By R&D Editors | August 8, 2014

This image is a network graph—called a 'minimum spanning tree'—showing the 7,410 predicted stable compounds from the Open Quantum Materials Database. Since this image was completed, the number of compounds predicted has increased.When researchers want to create better batteries, solar cells, and medical devices, they often look for answers in new materials. Materials with optimal properties can improve existing technologies and spark ideas for new ones. But finding materials that have just the right properties can take many years of trial and error.

“Suppose you want to find a material that would make a good solar cell, but you don’t have a design strategy,” said Christopher Wolverton, professor of materials science and engineering. “You would have to explore in the dark.”

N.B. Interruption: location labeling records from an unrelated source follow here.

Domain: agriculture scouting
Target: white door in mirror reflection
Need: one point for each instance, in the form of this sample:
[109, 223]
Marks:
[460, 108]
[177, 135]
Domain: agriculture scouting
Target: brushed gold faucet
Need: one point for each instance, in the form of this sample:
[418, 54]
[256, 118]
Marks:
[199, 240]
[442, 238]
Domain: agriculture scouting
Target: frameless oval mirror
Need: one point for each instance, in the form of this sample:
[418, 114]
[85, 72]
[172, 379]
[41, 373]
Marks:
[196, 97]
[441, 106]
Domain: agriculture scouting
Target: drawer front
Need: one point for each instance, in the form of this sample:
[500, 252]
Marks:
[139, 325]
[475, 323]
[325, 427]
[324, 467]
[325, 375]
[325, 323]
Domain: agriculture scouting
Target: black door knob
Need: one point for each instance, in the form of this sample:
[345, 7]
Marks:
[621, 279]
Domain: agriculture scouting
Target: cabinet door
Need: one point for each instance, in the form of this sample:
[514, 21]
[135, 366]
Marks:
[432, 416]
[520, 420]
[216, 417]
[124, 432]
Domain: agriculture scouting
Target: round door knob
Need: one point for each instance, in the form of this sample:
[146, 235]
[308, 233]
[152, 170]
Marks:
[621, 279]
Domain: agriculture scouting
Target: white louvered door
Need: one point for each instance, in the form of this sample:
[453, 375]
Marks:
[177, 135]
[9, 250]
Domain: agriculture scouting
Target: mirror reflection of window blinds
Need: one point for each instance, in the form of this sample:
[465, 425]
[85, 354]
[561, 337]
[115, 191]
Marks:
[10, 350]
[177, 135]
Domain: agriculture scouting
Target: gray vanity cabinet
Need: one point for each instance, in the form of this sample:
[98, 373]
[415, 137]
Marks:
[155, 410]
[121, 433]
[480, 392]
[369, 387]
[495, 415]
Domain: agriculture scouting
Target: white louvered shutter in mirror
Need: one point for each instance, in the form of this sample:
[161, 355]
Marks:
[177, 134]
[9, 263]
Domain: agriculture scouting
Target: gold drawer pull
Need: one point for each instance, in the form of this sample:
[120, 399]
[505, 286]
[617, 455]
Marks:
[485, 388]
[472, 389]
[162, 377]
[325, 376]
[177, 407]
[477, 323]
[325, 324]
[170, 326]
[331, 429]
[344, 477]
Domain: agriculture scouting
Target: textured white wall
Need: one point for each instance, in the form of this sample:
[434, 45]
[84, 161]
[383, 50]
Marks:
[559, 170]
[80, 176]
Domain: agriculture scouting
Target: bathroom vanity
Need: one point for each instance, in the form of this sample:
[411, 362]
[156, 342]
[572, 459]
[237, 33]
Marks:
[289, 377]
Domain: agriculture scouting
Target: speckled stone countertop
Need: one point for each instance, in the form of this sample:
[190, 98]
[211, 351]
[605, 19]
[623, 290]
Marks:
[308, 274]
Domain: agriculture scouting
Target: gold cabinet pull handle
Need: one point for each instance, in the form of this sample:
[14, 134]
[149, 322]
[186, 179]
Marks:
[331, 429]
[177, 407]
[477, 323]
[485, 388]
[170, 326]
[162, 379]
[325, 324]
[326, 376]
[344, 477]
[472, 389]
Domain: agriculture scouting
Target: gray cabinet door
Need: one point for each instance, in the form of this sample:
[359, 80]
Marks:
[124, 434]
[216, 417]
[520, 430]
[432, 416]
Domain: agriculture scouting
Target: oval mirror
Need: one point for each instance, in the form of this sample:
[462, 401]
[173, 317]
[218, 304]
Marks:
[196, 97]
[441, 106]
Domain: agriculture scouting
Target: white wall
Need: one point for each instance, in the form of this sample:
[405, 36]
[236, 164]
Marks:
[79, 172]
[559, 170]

Wolverton’s group in Northwestern’s McCormick School of Engineering and Applied Science has created a database that takes some of the guesswork out of designing new materials. The team performed systematic analyses of both known and imagined chemical compounds to find their key properties and established a database of the results. Called the Open Quantum Materials Database (OQMD), it launched in November and is the largest database in the world of its kind.

So far, the OQMD contains analyses of 285,780 compounds and continues to grow. Northwestern’s high-performance computer cluster, Quest, was used to construct most of the database, which is available and can be downloaded online. The original paper about the project, “Materials Design and Discovery with High-Throughput Density Functional Theory: The Open Quantum Materials Database,” was featured in the November 2013 issue of the journal JOM.

The purpose of the OQMD is to identify candidate materials for specific applications by screening them for various properties before they are tested in the lab. This dramatically accelerates the search, narrowing down candidates for possible materials to a mere handful that require further experimentation.

“The calculations are faster and easier with less cost than conducting experiments,” Wolverton said. “And it’s all on computers, so users can explore things—like toxic elements and radioactive elements—that they probably wouldn’t want to do in their labs.

The OQMD allows users to search for materials by composition, create phase diagrams, determine ground state compositions, and visualize crystal structures. Wolverton said his group has also implemented machine-learning models, trained on the database, that can learn chemistry and predict the possible existence of new compounds that have not yet been synthesized.

“Using sophisticated data mining, we could turn materials science into a big data problem,” he said. “We could use algorithms to make recommendations for materials the same way Netflix recommends movies you might like.”

Unlike other similar databases, the OQMD is completely open to the public. Wolverton said closed databases can only be used the way its creators intended. By keeping the database open, more people can use it, adding their own compounds and growing its potential.

“People will use the database in ways that we couldn’t possibly imagine right now,” he said. “People will improve it, change it, and use it in different ways. They will search for applications of materials that my group isn’t interested in, and that’s great. They will get value out of it that we never would have.”